Flipper clôt ce disque en apothéose, c’est le chef-d’œuvre de Louis Bertignac, le morceau phare, que Corynne Charby a essayé d’imiter en vain toute sa vie. Et que Bertignac a essayé de retrouver toute sa vie aussi ! Ô jeune succédané (succès damné), n’oublie jamais d’où tu viens : d’un monde où tes ancêtres jouaient au billard électrique dans des cafés enfumés, où la musique était la seule issue à l’aliénation, où Facebook n’existait pas car on préférait « jouer sa vie de bumper en bumper ».
La seule justice en Art, c’est de parvenir à traverser le temps. La musique déclenche en nous cet appétit d’éternité : « Peut-être est-ce le néant qui est le vrai et tout notre rêve est-il inexistant, mais alors nous sentons qu’il faudra que ces phrases musicales, ces notions qui existent par rapport à lui, ne soient rien non plus. Nous périrons mais nous avons pour otages ces captives divines qui suivront notre chance. Et la mort avec elles a quelque chose de moins amer, de moins inglorieux, peut-être de moins probable » (Marcel Proust, Un amour de Swann).

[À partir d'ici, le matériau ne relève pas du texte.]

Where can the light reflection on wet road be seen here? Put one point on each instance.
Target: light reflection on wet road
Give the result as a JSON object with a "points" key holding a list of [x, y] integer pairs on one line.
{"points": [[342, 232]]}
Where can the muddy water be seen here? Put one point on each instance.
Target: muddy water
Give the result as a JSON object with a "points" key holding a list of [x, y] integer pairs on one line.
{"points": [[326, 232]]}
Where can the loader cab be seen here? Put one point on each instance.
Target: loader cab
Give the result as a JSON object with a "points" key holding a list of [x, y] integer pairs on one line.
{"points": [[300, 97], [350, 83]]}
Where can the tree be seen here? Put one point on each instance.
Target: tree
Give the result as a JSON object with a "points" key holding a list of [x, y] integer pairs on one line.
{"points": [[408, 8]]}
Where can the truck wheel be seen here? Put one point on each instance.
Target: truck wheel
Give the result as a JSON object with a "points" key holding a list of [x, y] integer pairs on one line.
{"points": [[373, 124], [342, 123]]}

La vie de Téléphone dura dix ans (1976–1986). Le plus grand groupe de l’histoire du rock français était l’assemblage de quatre personnes hétéroclites : Jean-Louis Aubert, Louis Bertignac, Corine Marienneau et Richard Kolinka. Ils n’étaient pas seulement les meilleurs, ils étaient surtout les premiers ! C’est-à-dire que personne avant eux (depuis les yéyés, lesquels faisaient plutôt des reprises) n’avait véritablement fondé en langue française un groupe simple de rock’n’roll à l’anglaise ou à l’américaine : chant-guitare-basse-batterie, capable de crier dans notre idiome des morceaux carrés, avec couplet-refrain-couplet-refrain-pont-refrain. Ils se sont séparés dès qu’ils ne s’entendaient plus — ce qui est une preuve de perfectionnisme — mais ils étaient bien plus énergiques ensemble. Depuis 1986, j’attends la reformation de Téléphone, leur alchimie me manque. J’espère la revivre avant ma mort. Ce que fout Téléphone dans un livre sur la littérature ? Simple caprice d’auteur groupie. Mais aussi : hommage à l’art de l’écriture à plusieurs, exercice très complexe, rare dans les livres (Boileau et Narcejac, ou Lapierre et Collins, ne valent pas Lennon et McCartney ou Aubert-Bertignac !).